Couples like you share their marriage wisdom. We asked readers to share the best marriage advice they ever received.
"If I am unhappy with my husband about something, it stands to reason there are things about me he is unhappy about. We need to work together." ~ BT
"... it was that I should love my husband, but not wrap myself up in my husband. That I should always remember that I was a person before him, and I should do my damnest to stay a person while married to him ... second best advice was to never completely tie your finances to your husband--always have something of your own." ~ deblgus
"Don't fight over money because there is never enough to go around anyway." ~ s91601
"Don't go to bed angry at each other." ~ Ibn Tumart
"The best advice in my opinion is to live in a different town than your families when you get married. My hubby is in the Air Force and lucky for both of us, we moved across the country! We both grew up in negative environments and the space is a blessing! Now we appreciate talking to our families and they are far enough away where they can't interfere and smother us with negativity. On another note, I believe the standard "don't go to bed angry" is right as rain as well!" ~ GirlyGirl220
"For women: Do not expect your husband to change after marriage.
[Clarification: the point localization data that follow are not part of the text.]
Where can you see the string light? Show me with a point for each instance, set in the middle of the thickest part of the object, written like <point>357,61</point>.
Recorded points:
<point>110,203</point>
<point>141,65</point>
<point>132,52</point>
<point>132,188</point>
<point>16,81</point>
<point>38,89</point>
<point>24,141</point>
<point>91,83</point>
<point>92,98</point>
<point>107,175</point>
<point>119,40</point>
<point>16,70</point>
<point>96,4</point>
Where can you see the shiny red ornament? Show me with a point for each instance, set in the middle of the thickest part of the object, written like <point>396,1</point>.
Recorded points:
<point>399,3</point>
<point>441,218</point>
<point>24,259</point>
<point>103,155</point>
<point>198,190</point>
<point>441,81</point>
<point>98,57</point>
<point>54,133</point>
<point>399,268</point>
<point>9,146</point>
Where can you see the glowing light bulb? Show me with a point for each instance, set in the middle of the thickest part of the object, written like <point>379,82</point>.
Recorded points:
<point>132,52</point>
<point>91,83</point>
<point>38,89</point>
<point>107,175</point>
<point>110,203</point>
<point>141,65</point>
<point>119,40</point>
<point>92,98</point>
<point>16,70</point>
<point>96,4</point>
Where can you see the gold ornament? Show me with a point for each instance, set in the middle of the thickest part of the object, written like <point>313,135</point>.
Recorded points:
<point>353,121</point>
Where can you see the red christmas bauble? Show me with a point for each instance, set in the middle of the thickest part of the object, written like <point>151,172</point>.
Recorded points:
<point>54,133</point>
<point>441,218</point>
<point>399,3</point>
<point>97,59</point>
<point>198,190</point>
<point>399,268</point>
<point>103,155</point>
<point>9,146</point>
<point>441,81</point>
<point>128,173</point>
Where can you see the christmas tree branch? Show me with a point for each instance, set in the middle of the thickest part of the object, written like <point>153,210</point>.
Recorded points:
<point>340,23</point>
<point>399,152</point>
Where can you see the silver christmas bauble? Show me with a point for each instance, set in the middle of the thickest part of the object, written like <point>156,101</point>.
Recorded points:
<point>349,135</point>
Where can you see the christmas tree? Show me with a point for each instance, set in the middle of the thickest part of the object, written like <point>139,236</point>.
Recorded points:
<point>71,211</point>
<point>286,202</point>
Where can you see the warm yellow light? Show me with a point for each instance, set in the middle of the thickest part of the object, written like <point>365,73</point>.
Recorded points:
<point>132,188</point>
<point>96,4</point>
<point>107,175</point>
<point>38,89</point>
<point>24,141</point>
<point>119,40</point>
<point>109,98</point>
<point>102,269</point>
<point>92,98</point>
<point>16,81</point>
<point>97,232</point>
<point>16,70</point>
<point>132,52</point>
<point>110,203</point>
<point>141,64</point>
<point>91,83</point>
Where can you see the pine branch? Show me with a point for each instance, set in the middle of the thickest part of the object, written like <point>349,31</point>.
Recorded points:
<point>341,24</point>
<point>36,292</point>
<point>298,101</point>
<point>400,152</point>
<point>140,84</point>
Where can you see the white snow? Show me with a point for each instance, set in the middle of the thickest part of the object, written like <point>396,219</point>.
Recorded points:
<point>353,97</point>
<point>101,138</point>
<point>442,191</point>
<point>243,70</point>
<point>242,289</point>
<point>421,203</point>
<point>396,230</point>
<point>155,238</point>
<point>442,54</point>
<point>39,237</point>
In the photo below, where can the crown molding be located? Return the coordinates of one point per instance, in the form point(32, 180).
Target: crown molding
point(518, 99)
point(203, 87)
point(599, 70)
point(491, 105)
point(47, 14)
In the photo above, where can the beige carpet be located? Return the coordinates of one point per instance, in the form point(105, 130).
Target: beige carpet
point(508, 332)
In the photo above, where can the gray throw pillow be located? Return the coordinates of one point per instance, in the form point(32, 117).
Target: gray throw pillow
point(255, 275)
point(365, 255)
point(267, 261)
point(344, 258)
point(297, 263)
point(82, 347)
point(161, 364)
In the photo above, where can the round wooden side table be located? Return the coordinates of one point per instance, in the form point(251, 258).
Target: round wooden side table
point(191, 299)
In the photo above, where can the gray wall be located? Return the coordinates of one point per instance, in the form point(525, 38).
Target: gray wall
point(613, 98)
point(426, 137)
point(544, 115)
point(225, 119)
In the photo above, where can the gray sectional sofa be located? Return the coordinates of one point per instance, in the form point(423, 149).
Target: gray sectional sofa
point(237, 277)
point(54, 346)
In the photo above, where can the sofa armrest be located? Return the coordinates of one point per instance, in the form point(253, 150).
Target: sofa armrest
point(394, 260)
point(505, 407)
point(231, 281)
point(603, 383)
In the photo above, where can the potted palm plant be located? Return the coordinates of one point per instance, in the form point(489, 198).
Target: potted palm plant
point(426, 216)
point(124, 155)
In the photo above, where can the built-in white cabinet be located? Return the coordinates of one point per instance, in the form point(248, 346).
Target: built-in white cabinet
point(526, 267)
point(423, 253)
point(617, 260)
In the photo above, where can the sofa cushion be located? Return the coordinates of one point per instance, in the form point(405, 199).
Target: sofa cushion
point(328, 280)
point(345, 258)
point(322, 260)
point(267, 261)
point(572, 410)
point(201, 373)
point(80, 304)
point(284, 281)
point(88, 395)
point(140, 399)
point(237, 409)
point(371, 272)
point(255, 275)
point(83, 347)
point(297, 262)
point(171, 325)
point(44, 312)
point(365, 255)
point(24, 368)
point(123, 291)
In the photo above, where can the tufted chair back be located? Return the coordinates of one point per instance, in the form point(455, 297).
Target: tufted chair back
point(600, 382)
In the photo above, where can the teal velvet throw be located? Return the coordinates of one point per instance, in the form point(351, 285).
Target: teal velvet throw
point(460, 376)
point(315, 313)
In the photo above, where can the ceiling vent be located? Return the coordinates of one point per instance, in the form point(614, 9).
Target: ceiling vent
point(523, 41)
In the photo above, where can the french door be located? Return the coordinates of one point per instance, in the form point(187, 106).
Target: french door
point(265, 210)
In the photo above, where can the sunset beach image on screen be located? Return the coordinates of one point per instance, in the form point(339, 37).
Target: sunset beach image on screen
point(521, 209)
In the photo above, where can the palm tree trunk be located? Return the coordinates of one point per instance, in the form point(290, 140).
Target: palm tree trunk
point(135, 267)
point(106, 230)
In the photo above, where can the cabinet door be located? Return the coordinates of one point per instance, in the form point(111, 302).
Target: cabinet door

"For men: Do not expect your wife to not change. : )" ~ Data10000
"My mom always tells me when I fight with my husband that he could be worse than what he is and I should quit sweating the small stuff." ~ quinnandellie
"From the time we were little kids, my dad told us "Never date anyone you wouldn't marry" .... when we were kids this made zero sense, but as I got older, it became clear that a lot of people marry people they don't much like/fit with well, for a variety of reasons. SHe ends up pregnant, it is just "time" to marry. The selection process of who to marry is complex, but makes a huge difference.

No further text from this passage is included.